As general manager of Hill Country Rifles, one of a few gun manufacturers that specializes in extreme long range setups, Bettersworth said the interest in extreme long range shooting has soared recently thanks to YouTube, but he warns that guns and gear for this sport don’t come cheap.

“To get past the 1 mile mark you have to get very serious about the rifle, the optic, and the ammo.  Our ELR Tactical rifle is $7,000 and the scopes are either side of $3,000.  It is hard to give yourself a fair chance at success with less than this, partly because you need to get into more specialized cartridges like the 375 Cheytac and these require very specialized action, barrel, and stock dimensions,” he said.

Cory Trapp, an instructor at Gunsite Academy who teaches the school’s Extreme Long Range shooting course, told Guns.com that though interest has remained steady he’s unsure that ELR will gain mainstream success largely due to cost. Trapp said to venture into ELR requires gun owners to throw down some serious coin.

“The class is quite equipment intensive, the gear required costs many times what it costs to come to the class, so I doubt it will ever become ‘mainstream’,” Trapp told Guns.com in an email. “it’s really very expensive for most people.”

Though the cost is a factor, accessibility in terms of gear and guns is becoming less so as more companies wade into the ELR pool to offer shooters more options to tackle difficult shots at range. Ammunition, optics and rifles themselves are being re-tooled and engineered to allow shooters to continually push the envelope of what is possible.

Despite the challenges this style of shooting brings, it seems interest in the sport is growing. What started as a few shooters testing their platforms has now grown into classes tailored to teaching the skills required to take complicated shots as well as actual shoots where competitors can test their skills.

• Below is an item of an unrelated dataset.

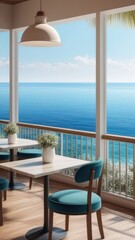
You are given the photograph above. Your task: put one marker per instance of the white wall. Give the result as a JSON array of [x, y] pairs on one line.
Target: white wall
[[23, 13], [5, 16]]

“Extreme range shooting as a sport is growing, multiple locations are holding shoots with targets at or past two miles distant. The King of 2 Mile shoot at Raton, New Mexico was full within an hour of announcing registration was open,” Trapp said.

So, why are gun owners flocking to ELR?

“It requires a great deal of dedication, focus, technical knowledge and physical skills to be successful at extreme range shooting,” Trapp said, summing it up. “Some subset of rifle shooters will always be drawn to pushing the limits of what can be done, and this is where that happens.”